Goodness knows that conversations on dead design ideas will not end. Players and their innumerable derivatives (fan press, forum warriors, cultural critics, etc) continue talking about these topics. Some talk for entertainment. Some for status. Some for business. Some talk about their game experiences in order to process them mentally and emotionally. For many of these purposes, simplistic polarizing hooks are more enticing than deep comprehension.”
#9 Players, critics and designers just coming into games are forced into a disappointing and self defeating false dichotomy
Don’t know about anyone else, but I talk because of stuff like this:
If you think that’s out of context, trust me when I say I’ve seen much more and more depressing fare that I’ve been unable to track down.
Trying to contextualize the disappointment the tweets like those above brought out in me is pretty much the entire agenda.
By no means do I intend to cast myself as some all-knowing Godhead spewing original, unassailable wisdom. I’m sure there will be problematic terms and representation as I unpack this. Just know it’s not intentional.
But if anything is holding games back, it’s reactionary rhetoric from the medium’s most interesting new practitioners and its most celebrated old ones. There’s nothing in games as self defeating as as engaging with the art form by denying one of its defining characteristics only to defend another.
If you’re someone who understands that games are a mesh of narrative, fine art, visual design, mechanics and other equally important creative aspects, and that huge operatic schisms in creative disciplines are more about status and power dynamics and less about the work itself, we’d probably be pretty great friends, but you’re not in the demo for this thing right here.
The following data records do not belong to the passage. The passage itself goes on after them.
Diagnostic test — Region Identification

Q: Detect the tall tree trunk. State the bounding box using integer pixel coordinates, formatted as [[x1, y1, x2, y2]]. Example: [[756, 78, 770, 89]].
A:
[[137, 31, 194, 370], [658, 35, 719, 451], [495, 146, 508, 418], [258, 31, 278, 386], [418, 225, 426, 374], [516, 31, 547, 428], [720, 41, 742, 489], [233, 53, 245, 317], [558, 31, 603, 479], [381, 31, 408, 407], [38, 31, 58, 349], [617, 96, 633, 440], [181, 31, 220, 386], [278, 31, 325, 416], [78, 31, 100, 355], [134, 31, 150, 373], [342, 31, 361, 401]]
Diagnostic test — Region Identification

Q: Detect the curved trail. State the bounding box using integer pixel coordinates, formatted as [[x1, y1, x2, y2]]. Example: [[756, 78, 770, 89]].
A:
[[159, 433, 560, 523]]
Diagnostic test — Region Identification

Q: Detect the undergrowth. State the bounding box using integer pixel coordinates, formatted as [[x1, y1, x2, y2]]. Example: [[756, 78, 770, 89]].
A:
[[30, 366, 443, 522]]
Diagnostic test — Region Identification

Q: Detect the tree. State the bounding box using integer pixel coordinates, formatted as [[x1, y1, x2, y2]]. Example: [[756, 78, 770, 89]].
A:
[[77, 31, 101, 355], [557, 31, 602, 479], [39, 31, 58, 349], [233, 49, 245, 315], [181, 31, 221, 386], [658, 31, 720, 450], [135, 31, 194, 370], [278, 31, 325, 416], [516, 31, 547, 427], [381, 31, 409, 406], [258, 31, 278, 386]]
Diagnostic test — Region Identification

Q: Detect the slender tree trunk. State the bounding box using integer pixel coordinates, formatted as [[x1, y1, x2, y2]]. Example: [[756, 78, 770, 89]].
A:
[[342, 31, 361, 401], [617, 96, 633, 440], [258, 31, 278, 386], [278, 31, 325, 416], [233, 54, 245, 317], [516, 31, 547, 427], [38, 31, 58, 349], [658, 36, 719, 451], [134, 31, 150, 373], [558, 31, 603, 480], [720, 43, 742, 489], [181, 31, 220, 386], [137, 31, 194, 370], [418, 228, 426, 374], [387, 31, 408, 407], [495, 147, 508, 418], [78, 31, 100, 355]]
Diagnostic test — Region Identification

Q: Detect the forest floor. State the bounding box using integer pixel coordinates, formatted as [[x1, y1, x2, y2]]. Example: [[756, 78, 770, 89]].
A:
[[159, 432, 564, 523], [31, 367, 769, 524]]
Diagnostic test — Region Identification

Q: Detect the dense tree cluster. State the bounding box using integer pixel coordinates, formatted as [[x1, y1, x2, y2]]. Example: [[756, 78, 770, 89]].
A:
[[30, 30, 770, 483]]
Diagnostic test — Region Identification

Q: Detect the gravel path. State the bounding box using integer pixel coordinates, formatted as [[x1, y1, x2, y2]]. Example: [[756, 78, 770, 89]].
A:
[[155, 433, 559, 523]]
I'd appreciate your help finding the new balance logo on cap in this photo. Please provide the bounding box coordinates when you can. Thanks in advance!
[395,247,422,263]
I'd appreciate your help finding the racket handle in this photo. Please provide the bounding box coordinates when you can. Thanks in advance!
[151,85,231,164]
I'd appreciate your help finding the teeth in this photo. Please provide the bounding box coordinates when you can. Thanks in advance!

Maybe you’re a designer who is not interested in interactive formalism? Cool, many people can be interested in different things. Games with minimal to no interaction are amazing (and totally games, claiming otherwise is not formalist, just reactionary).
But if that disinterest spills into disdain, to the point where you’re framing your work by its degree of “antiformalism”, maybe take a second look. Make sure you have a clear, fair picture of the thing you’re against and aren’t just rebelling for rebellion’s sake against an “establishment” that not only may be a lot more nuanced than you realize, but may also hold a vital part of the solution to the problem you’re trying to solve.
If you sincerely think The Formalist Man is out to destroy games by codifying them in their narrow little boxes or focusing on the wrong boxes, I don’t know, man. I guess I want to say that maybe it’s more complicated than that.
Maybe all the boxes are equally important, as is a lack of boxes, as is how the boxes stack together. But the least important thing is bashing each other over the head with them until two wrongs start making a right.